Article Abstract

Significance of ipsilateral breast tumor recurrence after breast conserving treatment: role of surgical removal

Authors: Romano Demicheli, Ilaria Ardoino, Federico Ambrogi, Roberto Agresti, Elia Biganzoli

Abstract

Objective: To analyze the pattern over time (dynamics) of further recurrence and death after ipsilateral breast tumor recurrence (IBTR) in breast cancer patients undergoing breast conserving treatment (BCT).
Methods: A total of 338 evaluable patients experiencing IBTR were extracted from a database of 3,293 patients undergoing BCT. The hazard rates for recurrence and mortality throughout 10 years of follow-up after IBTR were assessed and were compared to the analogous estimates associated to the primary treatment.
Results: In a time frame with the time origin at the surgical treatment for IBTR, the hazard rate for further recurrence displays a bimodal pattern (peaks at the second and at the sixth year).
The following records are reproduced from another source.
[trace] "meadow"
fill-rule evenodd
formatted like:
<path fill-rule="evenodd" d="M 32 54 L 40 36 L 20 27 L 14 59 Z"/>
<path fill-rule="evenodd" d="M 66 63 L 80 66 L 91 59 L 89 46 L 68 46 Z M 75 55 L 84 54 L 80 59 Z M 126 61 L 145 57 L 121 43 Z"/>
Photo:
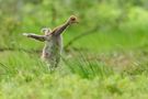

Patients receiving mastectomy for IBTR reveal recurrence and mortality dynamics similar to that of node positive (N+) patients receiving mastectomy as primary surgery, apart from the first two-three years, when IBTR patients do worse. If the patients with time to IBTR longer than 2.5 years are considered, differences disappear.
Conclusions: The recurrence and mortality dynamics following IBTR surgical removal is similar to the corresponding dynamics following primary tumor removal. In particular, patients with time to IBTR in excess of 2.5 years behave like N+ patients following primary tumor removal. Findings may be suitably explained by assuming that the surgical manoeuvre required by IBTR treatment is able to activate a sudden growing phase for tumor foci most of which, as suggested by the systemic model of breast cancer, would have reached the clinical level according to their own dynamics.